Dr. Cerf closed the presentation by shifting away from the short-term future to examine long-term possibilities, particularly the idea of an Interplanetary Internet. To begin, Dr. Cerf made it clear that we are already operating in an international interplanetary network, albeit with varying levels of success. The primary question now goes as follows: what can we do to provide better networking to spacefaring nations 25 years from now? In 1998, the U.S. landed a small rover on Mars. In 2004, two rovers landed on Mars but failed to transmit data back to Earth due to overheating. DARPA 100YSS is a long-term space engagement riddled with significant network challenges related to propulsion, navigation, and signal detection. To be sure, there is much work to be done and significant room for improvement in the realm of interplanetary connectivity.
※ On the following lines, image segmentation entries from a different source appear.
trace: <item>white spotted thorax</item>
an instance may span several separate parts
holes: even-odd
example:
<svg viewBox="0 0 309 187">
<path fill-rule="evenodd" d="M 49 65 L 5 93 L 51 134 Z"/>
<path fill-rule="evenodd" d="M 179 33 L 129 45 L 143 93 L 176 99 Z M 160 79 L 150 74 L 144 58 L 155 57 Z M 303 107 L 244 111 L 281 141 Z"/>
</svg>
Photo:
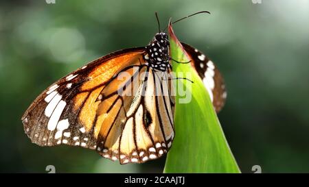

Open communication is critical to technological innovation. HTML allowed people to share ideas and help one another solve problems. It is important that walls of communication are brought down to allow creativity and efficiency to flourish. I look forward to the day in which this approach is brought to bear on our everyday devices, to the extent that a person can check an app from a cellphone at work to make sure that the lights were turned off at home, run a dishwater a loved one may have forgotten to start before heading out that morning, or monitor the temperature of his or her household while on vacation with the press of a button. The internet still has a lot of growing up to do.